Under various names Old Man is known to the Cree,
Chippeway, and other Algonquin, and many of the stories that are
current among the Blackfeet are told of him among those tribes.
The more southern of these tribes do not venerate him as of old,
but the Plains and Timber Cree of the north, and the north
Chippeway, are said still to be firm believers in Old Man. He
was their Creator, and is still their chief god. He is believed
in less by the younger generation than the older. The Cree are
regarded by the Indians of the Northwest as having very powerful
medicine, and this all comes from Old Man.

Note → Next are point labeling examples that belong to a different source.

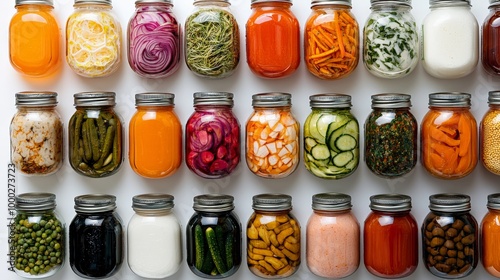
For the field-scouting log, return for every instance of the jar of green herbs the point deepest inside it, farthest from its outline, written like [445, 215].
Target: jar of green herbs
[212, 39]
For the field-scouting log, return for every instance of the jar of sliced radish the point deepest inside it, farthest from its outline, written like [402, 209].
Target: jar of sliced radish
[272, 136]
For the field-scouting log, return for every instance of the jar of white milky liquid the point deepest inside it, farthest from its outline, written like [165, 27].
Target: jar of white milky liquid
[450, 36]
[154, 237]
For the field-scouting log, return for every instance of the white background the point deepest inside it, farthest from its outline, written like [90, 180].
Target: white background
[184, 185]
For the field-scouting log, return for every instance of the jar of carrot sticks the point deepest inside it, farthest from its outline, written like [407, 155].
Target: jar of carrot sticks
[449, 136]
[273, 39]
[331, 39]
[272, 136]
[155, 136]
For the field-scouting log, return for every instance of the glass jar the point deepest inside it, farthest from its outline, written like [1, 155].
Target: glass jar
[326, 56]
[390, 39]
[450, 237]
[490, 234]
[96, 237]
[273, 237]
[272, 136]
[450, 39]
[36, 134]
[449, 136]
[214, 237]
[391, 136]
[93, 39]
[38, 230]
[212, 136]
[212, 43]
[489, 143]
[34, 38]
[273, 39]
[154, 243]
[331, 137]
[155, 136]
[390, 237]
[95, 135]
[154, 39]
[332, 248]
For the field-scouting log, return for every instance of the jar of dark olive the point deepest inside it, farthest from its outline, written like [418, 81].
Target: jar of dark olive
[391, 136]
[390, 237]
[450, 237]
[213, 237]
[96, 237]
[331, 137]
[449, 136]
[38, 238]
[95, 135]
[273, 237]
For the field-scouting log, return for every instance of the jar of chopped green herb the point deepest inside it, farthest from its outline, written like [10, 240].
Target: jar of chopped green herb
[391, 136]
[212, 43]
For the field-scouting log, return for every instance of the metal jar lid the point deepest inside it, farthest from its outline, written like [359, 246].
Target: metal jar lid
[36, 98]
[154, 201]
[446, 202]
[272, 202]
[91, 99]
[391, 100]
[213, 98]
[331, 202]
[449, 99]
[95, 203]
[390, 202]
[154, 99]
[271, 99]
[213, 203]
[330, 100]
[36, 201]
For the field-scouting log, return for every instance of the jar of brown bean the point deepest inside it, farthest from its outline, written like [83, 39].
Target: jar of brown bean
[450, 237]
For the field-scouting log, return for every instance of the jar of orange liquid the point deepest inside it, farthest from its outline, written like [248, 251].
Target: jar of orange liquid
[34, 38]
[155, 136]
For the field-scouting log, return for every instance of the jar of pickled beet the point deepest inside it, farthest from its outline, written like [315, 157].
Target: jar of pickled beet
[34, 38]
[96, 237]
[273, 39]
[273, 237]
[450, 39]
[489, 143]
[450, 247]
[36, 134]
[390, 237]
[331, 137]
[155, 136]
[391, 136]
[93, 39]
[332, 236]
[212, 44]
[212, 136]
[331, 39]
[213, 237]
[390, 39]
[272, 136]
[154, 39]
[95, 135]
[449, 136]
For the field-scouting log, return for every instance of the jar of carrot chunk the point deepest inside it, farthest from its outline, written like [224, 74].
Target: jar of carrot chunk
[449, 136]
[273, 39]
[331, 39]
[272, 136]
[212, 136]
[155, 136]
[34, 38]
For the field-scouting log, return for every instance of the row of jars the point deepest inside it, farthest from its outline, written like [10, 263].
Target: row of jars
[450, 237]
[450, 41]
[212, 136]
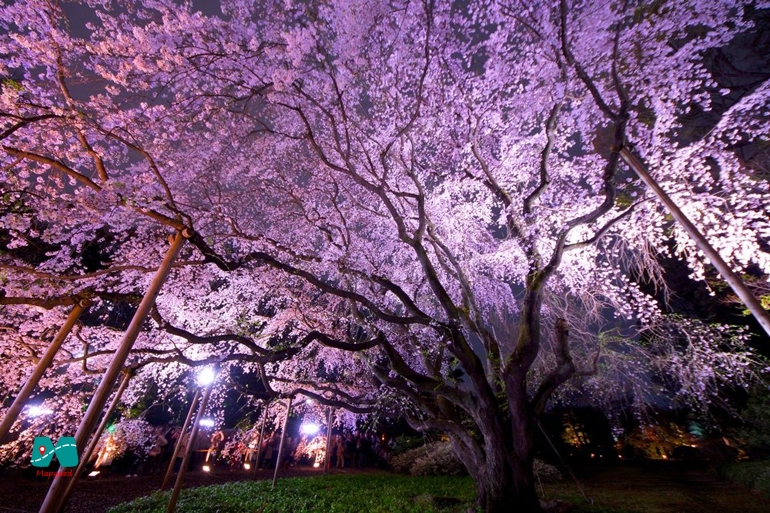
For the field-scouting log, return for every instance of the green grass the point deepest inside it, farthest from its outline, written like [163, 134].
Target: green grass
[663, 488]
[329, 494]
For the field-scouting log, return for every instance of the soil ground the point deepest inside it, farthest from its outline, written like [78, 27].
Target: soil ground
[647, 487]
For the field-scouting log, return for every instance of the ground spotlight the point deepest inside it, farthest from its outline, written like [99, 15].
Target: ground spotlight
[309, 429]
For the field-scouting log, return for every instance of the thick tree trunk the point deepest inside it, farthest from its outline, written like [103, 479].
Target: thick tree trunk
[504, 481]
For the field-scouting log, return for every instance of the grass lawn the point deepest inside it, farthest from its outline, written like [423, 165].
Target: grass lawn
[664, 488]
[349, 493]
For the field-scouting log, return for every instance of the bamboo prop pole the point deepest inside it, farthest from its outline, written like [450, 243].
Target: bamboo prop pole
[188, 450]
[327, 456]
[55, 498]
[127, 375]
[732, 279]
[45, 361]
[283, 439]
[261, 437]
[178, 445]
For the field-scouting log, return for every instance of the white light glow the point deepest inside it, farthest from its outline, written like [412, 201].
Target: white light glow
[37, 411]
[308, 429]
[206, 376]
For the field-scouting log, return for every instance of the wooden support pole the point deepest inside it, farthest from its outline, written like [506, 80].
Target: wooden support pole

Old Man can never die. Long ago he left the
Blackfeet and went away to the West, disappearing in the
mountains. Before his departure he told them that he would
always take care of them, and some day would return. Even now,
many of the old people believe that he spoke the truth, and that
some day he will come back, and will bring with him the buffalo,
which they believe the white men have hidden. It is sometimes
said, however, that when he left them he told them also that,
when he returned, he would find them changed a different people
and living in a different way from that which they practiced
when he went away. Sometimes, also, it is said that when he
disappeared he went to the East.
It is generally believed that Old Man is no
longer the principal god of the Blackfeet, that the Sun has
taken his place. There is some reason to suspect, however, that
the Sun and Old Man are one, that N[=a]t[=o]s' is only another
name for Na'pi, for I have been told by two or three old men
that "the Sun is the person whom we call Old Man." However this
may be, it is certain that Na'pi even if he no longer occupies
the chief place in the Blackfoot religious system is still
reverenced, and is still addressed in prayer. Now, however,
every good thing, success in war, in the chase, health, long
life, all happiness, come by the special favor of the Sun.
The Sun is a man, the supreme chief of the world.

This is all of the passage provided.